Chapter 2 presents the salient features of (ℓ 2 -)Wasserstein space starting with topological properties of statistical importance, as well as metric properties such as covering numbers. It continues with geometrical features of the space, reviewing the tangent bundle structure of the space, the characterisation of geodesics, and the log and exponential maps as related to transport maps. Finally, it reviews the relationship between the curvature and the so-called compatibility of transport maps, roughly speaking when can one expect optimal transport maps to form a group.
Chapter 3 starts to shift attention to issues more statistical and treats the problem of existence, uniqueness, characterisation, and regularity of Fréchet means (barycenters) for collections of measures in Wasserstein space. This is done by means of the so-calledmultimarginal transport problem (a.k.a. optimal multitransport or optimal multicoupling problem). The treatment starts with finite collections of measures, and then considers Fréchet means for (potentially uncountably supported) probability distributions on Wasserstein space and associated measurability concerns.
Chapter 4 considers the problem of estimation of the Fréchet mean of a probability distribution in Wasserstein space, on the basis of a finite collection of i.i.d. elements from this law observed with ‘sampling noise’. It is shown that this problem is inextricably linked to the problem of separation of amplitude and phase variation (a.k.a. registration) of random point patters, where the focus is on estimating the maps yielding the optimal multicoupling rather than the Fréchet mean itself. Nonparametric methodology for solving either problem is reviewed, coupled with associated asymptotic theory and several illustrative examples.
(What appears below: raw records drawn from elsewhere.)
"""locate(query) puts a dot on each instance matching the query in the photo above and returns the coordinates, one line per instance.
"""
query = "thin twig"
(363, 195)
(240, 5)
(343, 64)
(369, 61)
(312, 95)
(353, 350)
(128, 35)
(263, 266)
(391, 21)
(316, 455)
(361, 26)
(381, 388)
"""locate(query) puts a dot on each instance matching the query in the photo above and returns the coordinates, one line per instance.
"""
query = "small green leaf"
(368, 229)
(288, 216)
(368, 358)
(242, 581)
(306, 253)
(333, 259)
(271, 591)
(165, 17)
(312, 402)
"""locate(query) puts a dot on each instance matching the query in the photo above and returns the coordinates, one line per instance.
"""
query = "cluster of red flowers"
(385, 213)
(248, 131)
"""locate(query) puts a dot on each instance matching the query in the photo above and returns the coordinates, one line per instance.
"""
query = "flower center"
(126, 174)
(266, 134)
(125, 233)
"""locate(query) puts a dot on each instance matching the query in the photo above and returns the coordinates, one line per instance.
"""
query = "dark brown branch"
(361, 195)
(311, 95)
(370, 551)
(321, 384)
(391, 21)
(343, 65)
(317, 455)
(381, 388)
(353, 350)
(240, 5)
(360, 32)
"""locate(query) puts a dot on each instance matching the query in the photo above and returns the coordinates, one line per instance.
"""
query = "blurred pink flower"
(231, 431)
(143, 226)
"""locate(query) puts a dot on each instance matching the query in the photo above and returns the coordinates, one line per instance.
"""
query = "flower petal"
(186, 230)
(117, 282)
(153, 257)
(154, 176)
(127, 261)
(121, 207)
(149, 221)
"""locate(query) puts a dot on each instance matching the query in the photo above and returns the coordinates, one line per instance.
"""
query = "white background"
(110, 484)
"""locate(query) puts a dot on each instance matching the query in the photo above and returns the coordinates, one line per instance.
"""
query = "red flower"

Chapter 5 focusses on the problem of actuallyconstructing the Fréchet mean and/or optimal multicoupling of a collection of measures, which is a necessary step when using the methods of Chap. 4 in practice. It presents the steepest descent algorithm based on the geometrical features reviewed in Chap. 2 and a convergence analysis thereof. Interestingly, it is seen that the algorithm is closely related to Procrustes algorithms in shape theory, and this connection is discussed in depth. Several special cases are reviewed in more detail.
Each chapter comes with some bibliographic notes at the end, giving some background and suggesting further reading. The first two chapters can be used independently as a crash course in optimal transport for statisticians at the MSc or PhD level depending on the audience’s background. Proofs that were omitted from the main text due to space limitations have been organised into an online supplement accessible at www.somewhere.com
We wish to thank three anonymous reviewers for their thoughtful feedback. We are especially indebted to one of them, whose analytical insights were particularly useful. Any errors or omissions are, of course, our own responsibility. Victor M. Panaretos gratefully acknowledges support from a European Research Council Starting Grant. Yoav Zemel was supported by Swiss National Science Foundation Grant # 178220. Finally, we wish to thank Mark Podolskij and Donna Chernyk for their patience and encouragement.